Выглянул из уборной и увидел: тетя Дуся покончила с мытьем. Прогулялся не спеша по коридору, оставляя на полу белесые следы хлорки - даже занятно их видеть после своих же черных следов на утренней хрусткой изморози. Поднялся по железной лесенке на чердак и надежно припрятал свой школьный портфель, удивляясь меж делом: зачем сегодня прихватил из дома книжки-тетрадки, такую обузу? Или не хотелось ему их оставлять в переворошенном чужими руками домашнем хламе?
Из чердачного оконца Салман увидел: прошагала через школьный двор Гавриловна, не заметила Салмановых заячьих петель на белой, как чистая тетрадь, земле. Гавриловне еще не полагалось знать о происходившем ночью. Не раньше третьего урока ей станет все известно, прикинул Салман, прислушиваясь к доносившимся снизу, из школьного коридора, громким - как у всех женщин - голосам Гавриловны и тети Дуси, поминавшим того, кто наследил спозаранку. Голоса захлопнулись в какой-то комнате, наверное в учительской, и тут Салман услышал у дверей школы скрип притормозившей легковушки. Выстрелила закрытая сгоряча недовольной рукой дверца. Салман поспешил к люку, ведущему в коридор, и увидел: коридором идет главный врач Доспаев.
Салман подумал: «Уже знает! Сказали. Отец-то у него работал». Он неслышно слез по железным ступенькам, подкрался к учительской, куда вошел Доспаев. Из комнаты в темный тупик коридора падала узкая полоса света.

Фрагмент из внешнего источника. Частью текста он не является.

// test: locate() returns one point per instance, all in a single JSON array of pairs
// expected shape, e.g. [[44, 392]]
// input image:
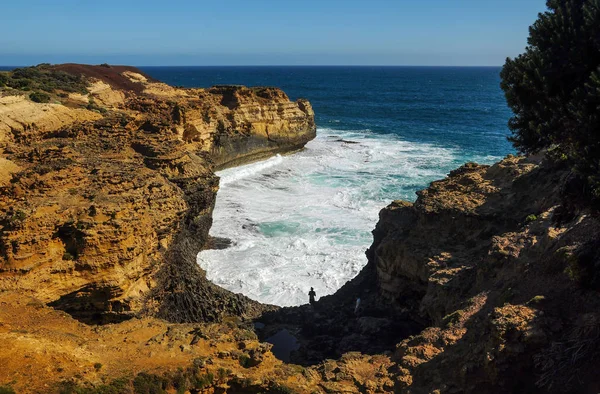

– Сауле скрывала от нас, что в школе какие-то негодяи преследуют ее мелко и пакостно. Но в конце концов мы с женой догадались. И там, где недавно кто-то швырял в нее мокрой известкой, я нашел хирургический скальпель, кстати, мой собственный…
– Скальпель?
– охнула Гавриловна.
– Какой ужас!
– Ишак безмозглый!
– выругался шепотом себе в кулак притаившийся за дверью Салман. Он понял: сегодняшнее ночное дело до главного врача еще не дошло. Ему доложат только в десять. Но то, с чем Доспаев спозаранку примчался к Гавриловне, оказалось тяжеленным довеском к ночной беде - не зря отец говорил: когда враг берет за ворот, собака хватает за полы.
– Нет, я не собирался за спиной у школьных учителей учинять следствие. Все получилось чисто случайно. Вчера в больницу привели на рентген ваших пятиклассников. Я спросил Витю Степанова: «Ты потерял скальпель?» Понимаете, ему жена как-то подарила скальпель. Он покраснел и признался, что обронил где-то.
– Степанов Витя? Он очень тихий, дисциплинированный мальчик, он никогда…
– Не знаю! Не знаю, кто у вас тихий, кто не тихий.
– Конечно, нам надо было посерьезней взглянуть на не совсем правильные отношения между Сауле и Машей Степановой, - сказала Гавриловна.
– Я бы не назвала это враждой, но…
– Мешок дерьма! Свиной ублюдок!
– обозвал себя Салман, но душа его, не облегчилась бранью, заныла и затосковала.
– Дурак я! Дурак!
– Салман двинул себя кулаком в зубы.